As it happens, the kick-off would be moved to the evening, making for more tolerable weather. A further upshot of this was that, rather than kicking off an hour before Liberia (who were facing Ghana in Monrovia—in theory, their toughest remaining fixture), the game against Sudan would now lag by an hour, giving the Super Eagles a bit of an advantage in terms of knowing what they would need to do in the eventuality that the game was still in the balance come the second half.
Nigeria needed Ghana to take points off Liberia in some fashion, or else it would come down to group whipping boys Sierra Leone on the final day, and the prognosis for that was hardly sunny.
In truth, there was not a lot of optimism for Ghana’s prospects either. Beyond the simmering rivalry with Nigeria, there was additional subtext in the form of a generous $5,000 donation from Lone Star captain Weah to the families of the casualties in the Accra Sport Stadium disaster, which had claimed 126 lives in May, 2001. This of course presented an ethical dilemma. It was believed that public sentiment in Ghana was very much in favour of Liberia, and that it would not be the worst thing in the world to lose in Monrovia, a ground where the hosts had yet to drop a single point in qualifying.

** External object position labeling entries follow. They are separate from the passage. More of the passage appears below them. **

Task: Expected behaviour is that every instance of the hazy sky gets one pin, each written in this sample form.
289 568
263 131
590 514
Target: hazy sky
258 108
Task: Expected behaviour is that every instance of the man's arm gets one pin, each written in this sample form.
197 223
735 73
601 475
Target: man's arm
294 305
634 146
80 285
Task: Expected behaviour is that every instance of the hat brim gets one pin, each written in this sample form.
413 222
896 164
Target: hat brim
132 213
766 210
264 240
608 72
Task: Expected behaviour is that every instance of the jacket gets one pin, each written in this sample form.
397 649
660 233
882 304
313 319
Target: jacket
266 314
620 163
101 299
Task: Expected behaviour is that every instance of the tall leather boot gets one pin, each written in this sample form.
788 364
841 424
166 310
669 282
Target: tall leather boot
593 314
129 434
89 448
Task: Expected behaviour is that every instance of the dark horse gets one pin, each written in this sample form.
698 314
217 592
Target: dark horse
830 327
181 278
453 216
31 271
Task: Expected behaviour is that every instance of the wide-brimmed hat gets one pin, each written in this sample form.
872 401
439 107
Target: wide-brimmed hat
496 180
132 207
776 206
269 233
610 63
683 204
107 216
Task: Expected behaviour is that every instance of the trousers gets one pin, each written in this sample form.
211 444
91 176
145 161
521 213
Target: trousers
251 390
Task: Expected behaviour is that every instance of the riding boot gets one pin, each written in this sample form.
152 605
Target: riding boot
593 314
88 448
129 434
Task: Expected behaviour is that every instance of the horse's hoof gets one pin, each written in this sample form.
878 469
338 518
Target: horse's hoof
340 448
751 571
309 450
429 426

Lineup (4-3-3): Ike Shorunmu; Joseph Yobo, Eric Ejiofor, Taribo West, Ifeanyi Udeze; Finidi George, Jay-Jay Okocha, Karibe Ojigwe; Yakubu Aiyegbeni, Victor Agali, Julius Aghahowa
Once the game itself got underway, there seemed little nerves on the part of the Super Eagles. It took until five minutes before the break for the deadlock to finally be broken, but to that point there seemed little doubt it was coming.
In one of his more underrated performances, Okocha was mesmeric – no easy task on a horrid, bumpy surface at the Al Merrikh Stadium. He clipped the woodwork early on, and fashioned a great opportunity for Agali with a flighted delivery. With captain of the side Sunday Oliseh absent through injury, Ojigwe also stepped up with authority, getting his boot in all over the centre of the pitch and showcasing his technical quality in possession.

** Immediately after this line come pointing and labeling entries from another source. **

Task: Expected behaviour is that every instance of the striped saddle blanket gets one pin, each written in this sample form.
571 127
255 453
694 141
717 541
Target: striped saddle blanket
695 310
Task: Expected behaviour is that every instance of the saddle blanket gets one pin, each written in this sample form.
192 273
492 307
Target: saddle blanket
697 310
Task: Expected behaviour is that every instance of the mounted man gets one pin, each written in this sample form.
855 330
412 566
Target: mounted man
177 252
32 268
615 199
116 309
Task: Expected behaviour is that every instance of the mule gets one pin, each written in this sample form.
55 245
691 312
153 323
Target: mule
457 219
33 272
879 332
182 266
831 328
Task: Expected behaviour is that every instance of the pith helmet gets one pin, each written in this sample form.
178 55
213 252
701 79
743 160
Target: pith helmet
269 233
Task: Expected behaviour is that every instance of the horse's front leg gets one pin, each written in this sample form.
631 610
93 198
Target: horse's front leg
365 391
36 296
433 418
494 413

The real tactical point of interest, however, was on the right, where captain for the day Finidi played a slightly deeper role, with Aghahowa using his pace and movement to open up the flank for Yobo marauding forward from right-back.
It was from this zone that the opener came: Yobo and Finidi swapped passes up the wing, and the full-back teed up Okocha to blast home from the edge of the penalty area.
The scoreline might suggest that goal opened the floodgates. However, at the break Amodu instructed his team to be a little less cavalier and instead seek to take advantage of Sudan’s fervour on the break. After Yakubu made it 2-0 two minutes into the restart, there would not be another goal until Kanu came off the bench in the final 20 minutes.
His introduction provided an extra layer of guile and invention to the team’s fluid passing game, and with 12 minutes to play he fed a delightful through ball behind the hosts’ defence for Aghahowa to lash home.
By that point, the movement and constant positional switches of the wide forwards had set Sudanese heads spinning, and Aghahowa robbed the ball off a defender, ran clear and unselfishly squared for Yakubu to apply the coup de grace.
At some point during the second half, it filtered through to the bench that, improbably, Ghana had beaten Liberia in Monrovia 2-1. Only after the game did the coaches break the news to the players, however. It was a set of outcomes that swung the group, putting Nigeria a point ahead and placing their destiny back in their hands.
The Super Eagles would consolidate that position, beating arch rivals Ghana 3-0 on the final day to secure qualification to the 2002 World Cup. It all turned on that night in Omdurman, and on a result that, to date, remains Nigeria’s biggest ever win away from home.